Sherman himself remained in Atlanta during the 15th with the XIV Corps and the rear-guard of the right wing, to complete the loading of the wagon trains, and the destruction of the buildings of Atlanta which could be converted to hostile uses. About 7 a.m. of November 16, accompanied by his personal staff, a company of cavalry, and another of infantry, Sherman rode out of Atlanta via Decatur Street, filled by the marching troops and wagons of the XIV Corps. As he reached the hill just outside the old Confederate defense line, he paused to look back upon the scene of his recent operations. A little later he stood upon some of the ground whereon was fought the bloody battle of July 22, and from where he could see the woods where McPherson had fallen.

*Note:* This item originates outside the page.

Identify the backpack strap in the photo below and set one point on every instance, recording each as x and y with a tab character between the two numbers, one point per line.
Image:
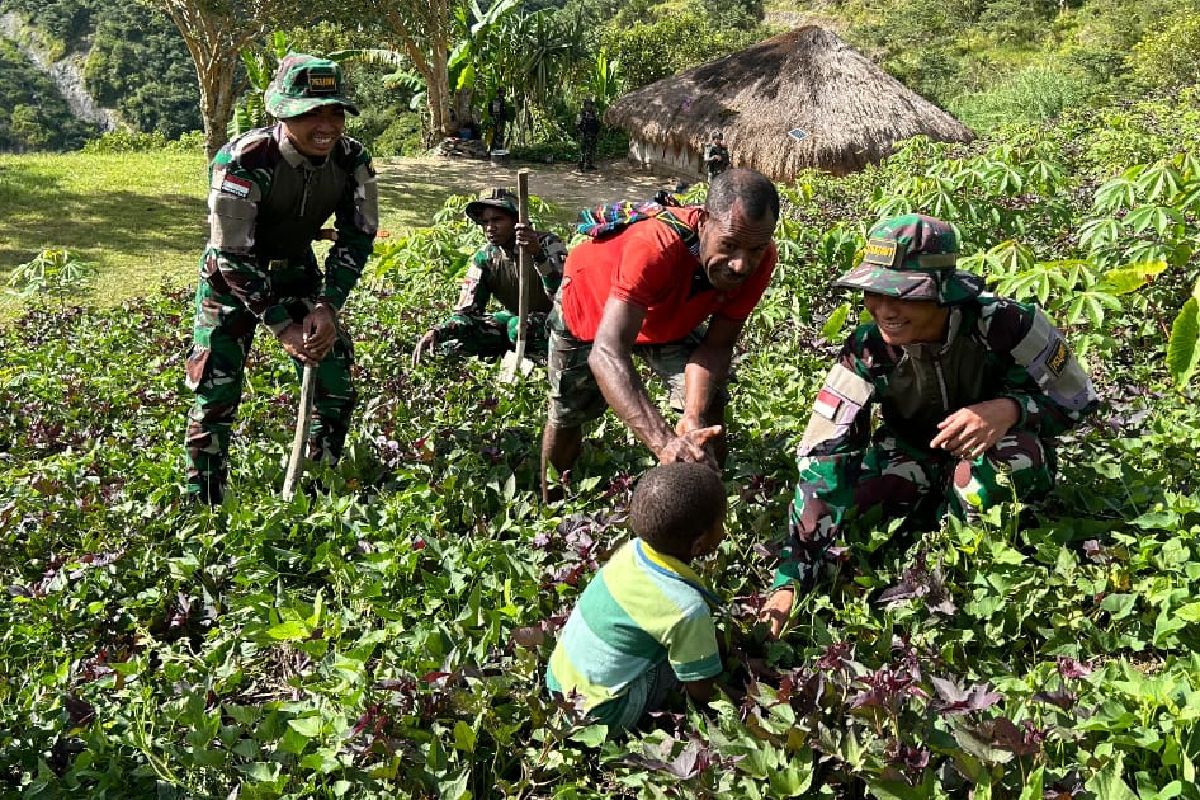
610	218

Behind lay Atlanta, smoldering and in ruins, black smoke rising high in the air and hanging like a pall over the burned-out city. Off in the distance, on the McDonough Road, was the rear of Howard's column, the musket barrels of the men glistening in the sun and the long trains of white-topped wagons stretching away to the south. As Sherman surveyed these scenes, a XIV Corps band struck up the stirring music of the Battle Hymn of the Republic; the marching men caught the strain and the Decatur Road vibrated to the song. Sherman commented that "never before or since have I heard the chorus of 'Glory, Glory, Hallelujah!' done with more spirit or in better harmony of time or place."